EASTERLING V. MAN-O-WAR AUTOMOTIVE, INC.
TORTS:  Vicarious liability (respondeat superior and scope of employment)
2005-CA-000114
PUBLISHED: AFFIRMING; DIXON
DATE RENDERED: 4/20/2007

This case arose from a one-car accident.  The passenger Easterling sued Tudor and his employer Man-O-War successfully obtained a dismissal at summary judgment who defended on the grounds that since Tudor was not acting within the scope of his employment at the time of the accident, the theory of respondeat superior liability was inapplicable.  Tudor was a sales manager at Man-O-War who was given concert tickets by the owner and was driver a "demonstrator vehicle" when he was traveling from the concert with Easterling and another person as a passenger when the accident occurred.

To hold an employer vicariously liable for the actions of an employee, the doctrine of respondeat superior requires a showing that the employee’s actions were in the course and scope of his employment and in furtherance of the employer’s business. As was noted in Sharp v. Faulkner, 166 S.W.2d 62, 63 (Ky. 1942), the respondeat superior doctrine has no application when an employee engages on a “personal and private trip” which has “no connection with his masters’ business.”

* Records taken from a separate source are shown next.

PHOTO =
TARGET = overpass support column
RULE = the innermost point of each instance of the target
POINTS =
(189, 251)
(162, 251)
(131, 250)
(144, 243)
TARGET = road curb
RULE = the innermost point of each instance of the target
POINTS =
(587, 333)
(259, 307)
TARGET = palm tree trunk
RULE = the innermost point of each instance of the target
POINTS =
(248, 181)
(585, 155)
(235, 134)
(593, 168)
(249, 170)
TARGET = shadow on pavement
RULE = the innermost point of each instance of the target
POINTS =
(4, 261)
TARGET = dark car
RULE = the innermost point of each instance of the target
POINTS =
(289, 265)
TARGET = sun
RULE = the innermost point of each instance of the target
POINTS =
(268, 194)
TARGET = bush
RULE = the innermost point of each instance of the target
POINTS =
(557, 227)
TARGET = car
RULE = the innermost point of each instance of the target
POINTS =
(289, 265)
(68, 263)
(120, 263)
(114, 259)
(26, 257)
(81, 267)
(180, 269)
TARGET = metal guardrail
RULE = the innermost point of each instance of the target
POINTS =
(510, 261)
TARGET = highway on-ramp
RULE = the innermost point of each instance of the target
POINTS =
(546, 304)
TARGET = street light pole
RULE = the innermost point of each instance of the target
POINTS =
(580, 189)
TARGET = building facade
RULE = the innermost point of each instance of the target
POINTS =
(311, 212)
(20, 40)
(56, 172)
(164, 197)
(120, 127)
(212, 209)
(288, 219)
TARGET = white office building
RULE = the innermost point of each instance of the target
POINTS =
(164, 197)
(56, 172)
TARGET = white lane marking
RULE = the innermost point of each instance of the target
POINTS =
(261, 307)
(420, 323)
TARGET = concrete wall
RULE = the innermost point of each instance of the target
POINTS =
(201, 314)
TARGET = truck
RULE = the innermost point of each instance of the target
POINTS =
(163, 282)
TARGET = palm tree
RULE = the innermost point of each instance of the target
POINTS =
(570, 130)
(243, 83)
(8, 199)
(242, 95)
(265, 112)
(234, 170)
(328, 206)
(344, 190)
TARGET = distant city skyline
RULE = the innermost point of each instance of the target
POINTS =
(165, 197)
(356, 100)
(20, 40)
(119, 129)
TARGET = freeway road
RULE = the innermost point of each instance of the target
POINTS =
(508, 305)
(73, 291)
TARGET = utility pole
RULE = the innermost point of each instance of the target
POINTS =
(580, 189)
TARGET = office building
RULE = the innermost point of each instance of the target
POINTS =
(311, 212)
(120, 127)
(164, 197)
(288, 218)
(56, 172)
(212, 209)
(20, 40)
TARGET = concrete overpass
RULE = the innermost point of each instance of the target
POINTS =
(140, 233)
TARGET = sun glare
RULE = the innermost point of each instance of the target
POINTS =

The COA could not perceive how giving someone concert tickets meets the necessary “foreseeability test” required in Kentucky to create causation for a subsequent automobile accident. See Lewis v. B&R Corp., 56 S.W.3d 432 (Ky.
App. 2001) and held that at the time of the collision, Tudor was engaged in a purely personal activity, and was not in any manner acting within the scope and course of his employment.